Und was es mit dem Chinesischen auf sich hat: Abigail Washburn kam als Austauschstudentin vor Jahren nach China. Dort spielte sie auf dem Banjo alte amerikanische Lieder. Nach der Rückkehr aus China begann sie sich mehr mit der Buegrass- und Folktradition zu befassen. Inzwischen war sie wieder in China auf Tournee. Und auf ihrem Album singt sie zwei Songs auf Mandarin-Chinesisch.
Abigail Washburn spielt übrigens auch Banjo in der Band Uncle Earl (siehe unten).

***1/2 – Uncle Earl, «She Waits For Night» (Rounder)
Traditioneller als Abigail Washburn ist Uncle Earl, wo sie auch Banjo spielt. Altmodisch ist dieses Frauenquintett (auf dem Album waren sie noch zu viert) jedoch nicht. Wie manche der neuen Bands, die sich auf die alte Musik besinnen, beziehen sich Uncle Earl auf die String Bands der Vor-Bluegrass-Zeit. Einen wichtigen Part spielt die Fiddle von Rayna Gellert. Kristin Andreassen spielt Gitarre, KC Groves vorwiegend Mandoline und Abigail Washburn Banjo. In den – wunderschönen – Gesang teilen sich die vier Frauen (neu dabei ist nun Sharon Gilchrist, die Bass und Mandoline spielt). Die meisten Songs auf dem von Dirk Powell (Balfa Toujours) produzierten Album sind Traditionals.

**** – Adam Carroll, «Far Away Blues» (Blue Corn Music)
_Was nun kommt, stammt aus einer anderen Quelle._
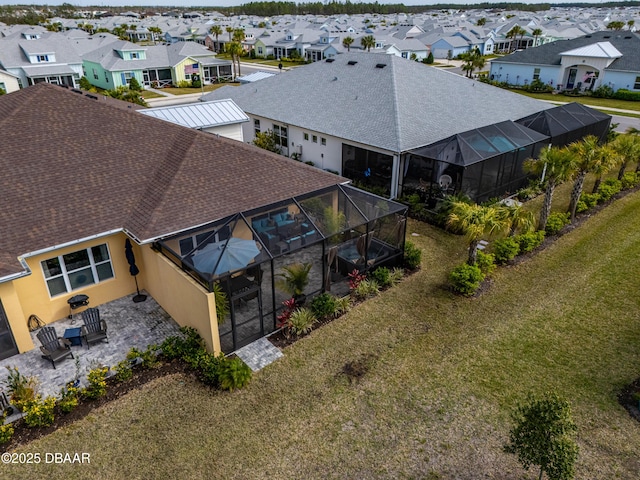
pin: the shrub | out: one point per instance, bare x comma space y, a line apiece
396, 275
465, 279
608, 189
182, 347
382, 275
233, 373
587, 201
21, 389
123, 371
39, 413
6, 432
343, 305
603, 91
68, 398
301, 321
209, 369
324, 305
97, 383
529, 241
412, 256
505, 249
556, 222
365, 289
630, 180
486, 262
Wie ein etwas jüngerer John Prine kommt mir der Texaner Adam Carroll vor. Sein neues Album, produziert von Lloyd Maines, bringt starke eigene Songs in unaufgeregtem Countryfolk-Stil. Carrolls akustische Gitarre wird vor allem durch Lloyd Maines’ viele Arten von Saiteninstrumenten – steel guitar, Dobro, Mandoline usw. – begleitet. Dazu gibts etwas Fiddle und Cello von Richard Bowden, Bass von Glenn Fukunaga, Hammond organ von Riley Osbourn sowie Harmoniestimmen kommen von Terri Hendrix und Ray Wylie Hubbard.
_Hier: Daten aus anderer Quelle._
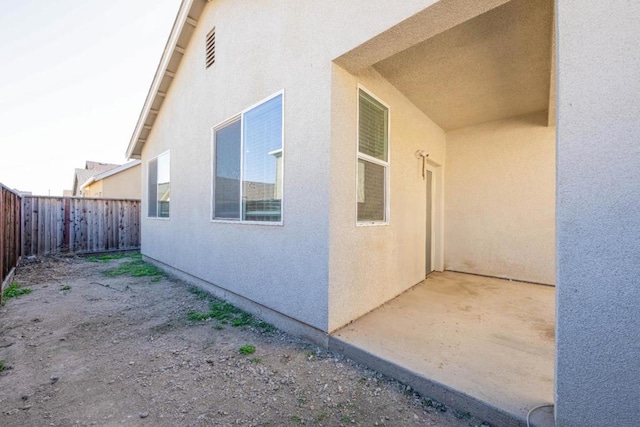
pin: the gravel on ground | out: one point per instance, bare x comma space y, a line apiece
94, 345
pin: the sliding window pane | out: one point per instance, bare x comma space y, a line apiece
262, 172
373, 127
371, 191
227, 167
164, 185
152, 189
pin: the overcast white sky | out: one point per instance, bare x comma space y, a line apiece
73, 78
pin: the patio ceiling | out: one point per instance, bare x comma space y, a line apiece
494, 66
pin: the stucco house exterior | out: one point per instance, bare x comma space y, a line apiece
310, 161
82, 175
121, 182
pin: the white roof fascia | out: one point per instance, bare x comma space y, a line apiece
114, 171
181, 20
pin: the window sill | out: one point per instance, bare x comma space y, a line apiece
231, 221
372, 224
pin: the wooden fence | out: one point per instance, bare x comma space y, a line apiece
10, 243
52, 225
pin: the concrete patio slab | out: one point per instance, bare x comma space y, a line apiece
480, 344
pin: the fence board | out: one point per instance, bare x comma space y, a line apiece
79, 225
10, 235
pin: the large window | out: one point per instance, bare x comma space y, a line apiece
159, 186
247, 164
373, 159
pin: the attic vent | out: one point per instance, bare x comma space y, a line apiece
211, 47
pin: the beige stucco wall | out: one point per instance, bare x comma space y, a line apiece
93, 190
500, 199
319, 267
283, 267
371, 264
123, 185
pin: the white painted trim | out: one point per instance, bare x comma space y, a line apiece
240, 116
437, 214
172, 43
119, 169
146, 181
386, 165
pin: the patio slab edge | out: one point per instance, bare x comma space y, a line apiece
426, 387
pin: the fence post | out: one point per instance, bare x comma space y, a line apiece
2, 241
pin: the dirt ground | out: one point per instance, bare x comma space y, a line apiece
84, 348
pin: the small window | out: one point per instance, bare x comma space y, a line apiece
248, 165
373, 159
210, 51
159, 186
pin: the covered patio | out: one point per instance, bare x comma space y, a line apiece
477, 343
**** – William Elliott Whitmore, «Ashes To Dust» (Southern)
Nein, das ist nicht der versoffene Vater von Tom Waits. William Elliott Whitmore könnte vom Alter her Waits’ Sohn sein, auch wenn seine Stimme klingt, als hätte da einer sechzig Jahre lang zu viel geraucht und zu viel Brandy gekippt. Der Bauernsohn aus Iowa war schon auf seinem Erstling vor zwei Jahren eher auf der düsteren Seite des Lebens zu Hause, daran liess schon der Titel «Hymns For The Hopeless» keine Zweifel. Whitmore spielt Banjo und Gitarre, und dazu röchelt er Songs wie «The Day the End Finally Came» und «Diggin’ My Grave» ins Mikrofon. Starker Stoff! Auf dem CD-Inlay ein (angebliches) Samuel-Beckett-Zitat: «When you're up to your neck in shit, the only thing left to do is sing.»
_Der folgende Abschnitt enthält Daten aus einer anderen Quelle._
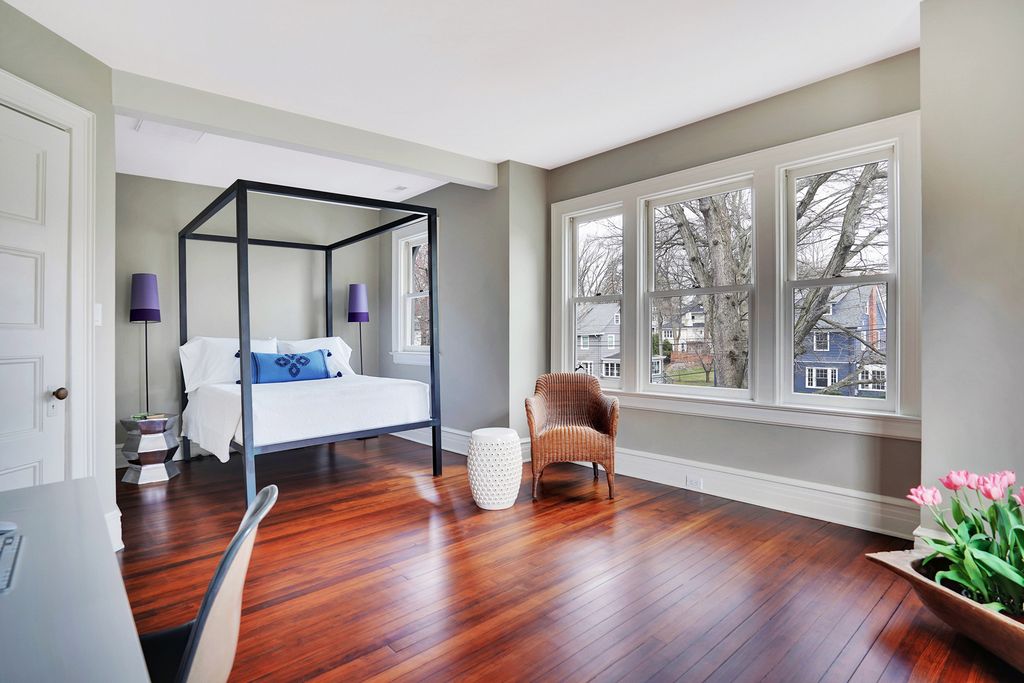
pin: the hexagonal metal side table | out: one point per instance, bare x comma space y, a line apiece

***1/2 – Kim Carnes, «Chasin’ Wild Trains» (Sparky Dawg Music)
Erinnert sich noch jemand an Kim Carnes? Die mit «Bette Davis Eyes». Grosser Hit anno 1981. Diese Kim Carnes, im Juli 60 geworden, hat ein letztes Jahr ein neues Album gemacht, auf das ich erst jetzt aufmerksam wurde. Der Titel «Chasin’ Wild Trains» erinnert ein bisschen an ein Album von ihr aus den Achtzigerjahren, das «Barking At Airplanes» hiess. Das Dutzend eigene Songs, teils mit Kolleginnen und Kollegen zusammen geschrieben, etwa mit Chuck Prophet, Anders Osborne, Matraca Berg, Kim Richey und Al Anderson, liegt musikalisch irgendwo im weiten Feld von Folk und Country, hat aber auch einen leicht poppigen Einschlag. Kim Carnes’ rauchige Stimme klingt noch genau so wie damals. Genau so schön.